CHAPTER II
BRAND BLOTTING
The tenderfoot, slithering down a hillside of shale, caught at a greasewood bush and waited. The sound of a rifle shot had drifted across the ridge to him. Friend or foe, it made no difference to him now. He had reached the end of his tether, must get to water soon or give up the fight.
No second shot broke the stillness. A swift zigzagged across the cattle trail he was following. Out of a blue sky the Arizona sun still beat down upon a land parched by æons of drought, a land still making its brave show of greenness against a dun background.
Arrow straight the man made for the hill crest. Weak as a starved puppy, his knees bent under him as he climbed. Down and up again a dozen times, he pushed feverishly forward. All day he had been seeing things. Cool lakes had danced on the horizon line before his tortured vision. Strange fancies had passed in and out of his mind. He wondered if this, too, were a delusion. How long that 19 stiff ascent took him he never knew, but at last he reached the summit and crept over its cactus-covered shoulder.

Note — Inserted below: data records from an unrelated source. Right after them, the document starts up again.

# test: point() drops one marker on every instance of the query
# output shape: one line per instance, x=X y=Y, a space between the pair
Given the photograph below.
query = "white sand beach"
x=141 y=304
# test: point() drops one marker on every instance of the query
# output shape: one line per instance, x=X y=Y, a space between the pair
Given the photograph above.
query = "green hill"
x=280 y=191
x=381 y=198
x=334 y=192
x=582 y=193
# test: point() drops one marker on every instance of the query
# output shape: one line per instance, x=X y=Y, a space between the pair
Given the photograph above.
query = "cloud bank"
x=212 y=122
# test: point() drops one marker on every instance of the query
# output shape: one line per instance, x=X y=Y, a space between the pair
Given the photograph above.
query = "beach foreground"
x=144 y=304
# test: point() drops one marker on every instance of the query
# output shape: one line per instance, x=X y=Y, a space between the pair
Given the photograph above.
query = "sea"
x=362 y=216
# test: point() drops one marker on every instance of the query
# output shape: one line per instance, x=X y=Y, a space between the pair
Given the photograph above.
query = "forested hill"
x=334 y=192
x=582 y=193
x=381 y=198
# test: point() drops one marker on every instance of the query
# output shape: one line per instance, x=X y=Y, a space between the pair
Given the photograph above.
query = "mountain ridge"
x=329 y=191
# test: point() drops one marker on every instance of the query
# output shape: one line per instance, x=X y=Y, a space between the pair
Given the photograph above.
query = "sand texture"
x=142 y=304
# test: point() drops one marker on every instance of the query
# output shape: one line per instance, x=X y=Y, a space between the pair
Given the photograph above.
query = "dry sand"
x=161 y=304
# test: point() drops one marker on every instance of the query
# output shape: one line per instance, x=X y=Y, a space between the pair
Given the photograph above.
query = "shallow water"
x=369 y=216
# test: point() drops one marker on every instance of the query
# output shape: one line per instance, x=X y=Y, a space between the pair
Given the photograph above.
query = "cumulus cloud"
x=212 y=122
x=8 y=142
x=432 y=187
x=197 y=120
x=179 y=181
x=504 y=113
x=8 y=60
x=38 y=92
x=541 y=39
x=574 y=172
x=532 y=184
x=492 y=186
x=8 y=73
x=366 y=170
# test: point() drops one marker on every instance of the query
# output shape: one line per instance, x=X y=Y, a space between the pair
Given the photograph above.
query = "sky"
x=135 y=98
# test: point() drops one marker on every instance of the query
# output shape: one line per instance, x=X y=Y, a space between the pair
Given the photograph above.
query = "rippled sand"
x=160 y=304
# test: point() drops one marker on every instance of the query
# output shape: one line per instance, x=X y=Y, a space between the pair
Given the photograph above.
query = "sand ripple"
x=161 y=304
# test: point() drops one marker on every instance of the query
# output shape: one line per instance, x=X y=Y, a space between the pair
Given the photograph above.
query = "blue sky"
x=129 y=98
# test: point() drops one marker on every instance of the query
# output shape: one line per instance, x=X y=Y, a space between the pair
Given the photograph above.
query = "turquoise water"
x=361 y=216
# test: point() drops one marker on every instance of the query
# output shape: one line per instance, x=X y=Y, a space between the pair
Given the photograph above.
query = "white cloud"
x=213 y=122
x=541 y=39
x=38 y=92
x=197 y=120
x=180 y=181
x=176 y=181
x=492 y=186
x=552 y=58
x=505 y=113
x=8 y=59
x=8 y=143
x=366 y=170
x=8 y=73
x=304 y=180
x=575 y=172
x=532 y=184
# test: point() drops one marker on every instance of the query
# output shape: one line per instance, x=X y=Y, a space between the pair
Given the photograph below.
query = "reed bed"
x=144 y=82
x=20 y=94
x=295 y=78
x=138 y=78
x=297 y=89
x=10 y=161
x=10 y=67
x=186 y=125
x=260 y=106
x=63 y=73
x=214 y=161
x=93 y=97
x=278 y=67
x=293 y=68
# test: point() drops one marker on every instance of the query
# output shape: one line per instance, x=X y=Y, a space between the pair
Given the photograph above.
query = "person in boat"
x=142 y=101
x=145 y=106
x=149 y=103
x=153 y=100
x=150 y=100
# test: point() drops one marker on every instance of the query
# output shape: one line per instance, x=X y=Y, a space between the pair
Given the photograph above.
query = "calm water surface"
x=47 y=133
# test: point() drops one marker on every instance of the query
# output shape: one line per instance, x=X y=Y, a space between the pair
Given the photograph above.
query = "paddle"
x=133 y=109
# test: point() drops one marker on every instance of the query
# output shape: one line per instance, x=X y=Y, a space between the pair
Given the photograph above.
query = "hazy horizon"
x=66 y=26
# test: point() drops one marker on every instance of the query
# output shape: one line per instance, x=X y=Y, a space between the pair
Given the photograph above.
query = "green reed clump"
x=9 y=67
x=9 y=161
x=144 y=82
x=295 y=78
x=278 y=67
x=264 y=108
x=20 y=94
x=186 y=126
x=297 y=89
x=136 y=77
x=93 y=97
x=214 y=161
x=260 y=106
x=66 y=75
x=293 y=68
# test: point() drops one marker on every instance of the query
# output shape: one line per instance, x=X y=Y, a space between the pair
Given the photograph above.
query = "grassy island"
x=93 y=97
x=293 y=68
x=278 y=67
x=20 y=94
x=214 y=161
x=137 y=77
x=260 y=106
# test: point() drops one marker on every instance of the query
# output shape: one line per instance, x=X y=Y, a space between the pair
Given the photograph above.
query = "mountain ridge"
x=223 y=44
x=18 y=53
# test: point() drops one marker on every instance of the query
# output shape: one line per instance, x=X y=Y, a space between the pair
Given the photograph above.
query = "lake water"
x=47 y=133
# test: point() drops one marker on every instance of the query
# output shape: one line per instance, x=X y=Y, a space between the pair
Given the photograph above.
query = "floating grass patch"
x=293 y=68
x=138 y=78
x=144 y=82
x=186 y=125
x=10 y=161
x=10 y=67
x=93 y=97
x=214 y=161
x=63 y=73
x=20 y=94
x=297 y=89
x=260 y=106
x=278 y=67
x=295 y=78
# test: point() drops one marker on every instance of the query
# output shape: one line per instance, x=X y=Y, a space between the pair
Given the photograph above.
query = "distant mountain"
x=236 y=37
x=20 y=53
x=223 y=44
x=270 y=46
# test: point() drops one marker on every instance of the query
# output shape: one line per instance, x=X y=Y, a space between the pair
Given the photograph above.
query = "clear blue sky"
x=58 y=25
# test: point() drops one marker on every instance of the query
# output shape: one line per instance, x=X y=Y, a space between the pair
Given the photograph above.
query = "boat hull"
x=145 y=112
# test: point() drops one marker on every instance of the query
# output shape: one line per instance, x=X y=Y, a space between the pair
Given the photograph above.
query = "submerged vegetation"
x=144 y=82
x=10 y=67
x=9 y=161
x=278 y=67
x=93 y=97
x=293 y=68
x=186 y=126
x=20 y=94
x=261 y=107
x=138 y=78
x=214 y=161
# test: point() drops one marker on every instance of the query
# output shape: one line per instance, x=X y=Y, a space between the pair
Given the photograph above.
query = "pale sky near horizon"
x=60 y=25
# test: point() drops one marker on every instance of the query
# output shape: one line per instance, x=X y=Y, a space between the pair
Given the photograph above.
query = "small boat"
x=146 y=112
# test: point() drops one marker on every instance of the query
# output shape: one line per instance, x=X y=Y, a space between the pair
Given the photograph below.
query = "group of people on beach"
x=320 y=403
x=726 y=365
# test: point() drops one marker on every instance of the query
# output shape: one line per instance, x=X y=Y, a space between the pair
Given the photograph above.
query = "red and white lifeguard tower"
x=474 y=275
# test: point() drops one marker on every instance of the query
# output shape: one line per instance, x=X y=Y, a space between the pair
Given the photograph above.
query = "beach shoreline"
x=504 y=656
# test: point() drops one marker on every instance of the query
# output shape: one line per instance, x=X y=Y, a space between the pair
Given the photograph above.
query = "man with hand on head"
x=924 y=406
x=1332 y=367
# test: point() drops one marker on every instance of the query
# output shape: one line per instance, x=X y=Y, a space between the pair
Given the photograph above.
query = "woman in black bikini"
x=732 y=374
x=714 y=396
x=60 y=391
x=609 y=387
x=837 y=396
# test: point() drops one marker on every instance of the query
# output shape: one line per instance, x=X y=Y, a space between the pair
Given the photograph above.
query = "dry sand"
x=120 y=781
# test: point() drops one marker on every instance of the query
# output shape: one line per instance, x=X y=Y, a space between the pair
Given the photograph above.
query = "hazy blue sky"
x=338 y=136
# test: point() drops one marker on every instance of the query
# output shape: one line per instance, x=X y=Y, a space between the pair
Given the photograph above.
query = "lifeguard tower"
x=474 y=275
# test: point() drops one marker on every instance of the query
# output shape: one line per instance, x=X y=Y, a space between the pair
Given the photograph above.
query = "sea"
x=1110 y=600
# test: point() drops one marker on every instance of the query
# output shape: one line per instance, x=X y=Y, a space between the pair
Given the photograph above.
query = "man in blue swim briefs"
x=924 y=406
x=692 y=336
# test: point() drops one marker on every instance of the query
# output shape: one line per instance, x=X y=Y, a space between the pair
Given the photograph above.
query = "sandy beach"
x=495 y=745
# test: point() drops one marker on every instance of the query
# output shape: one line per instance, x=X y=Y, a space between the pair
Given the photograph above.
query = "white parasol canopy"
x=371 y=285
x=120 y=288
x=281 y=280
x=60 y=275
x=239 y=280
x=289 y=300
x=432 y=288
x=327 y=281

He looked into a valley dressed in its young spring garb. Of all deserts this is the loveliest when the early rains have given rebirth to the hope that stirs within its bosom once a year. But the tenderfoot saw nothing of its pathetic promise, of its fragile beauty so soon to be blasted. His sunken eyes swept the scene and found at first only a desert waste in which lay death.
“I lose,” he said to himself out loud.
With the words he gave up the long struggle and sank to the ground. For hours he had been exhausted to the limit of endurance, but the will to live had kept him going. Now the driving force within had run down. He would die where he lay.
Another instant, and he was on his feet again eager, palpitant, tremulous. For plainly there had come to him the bleating of a calf.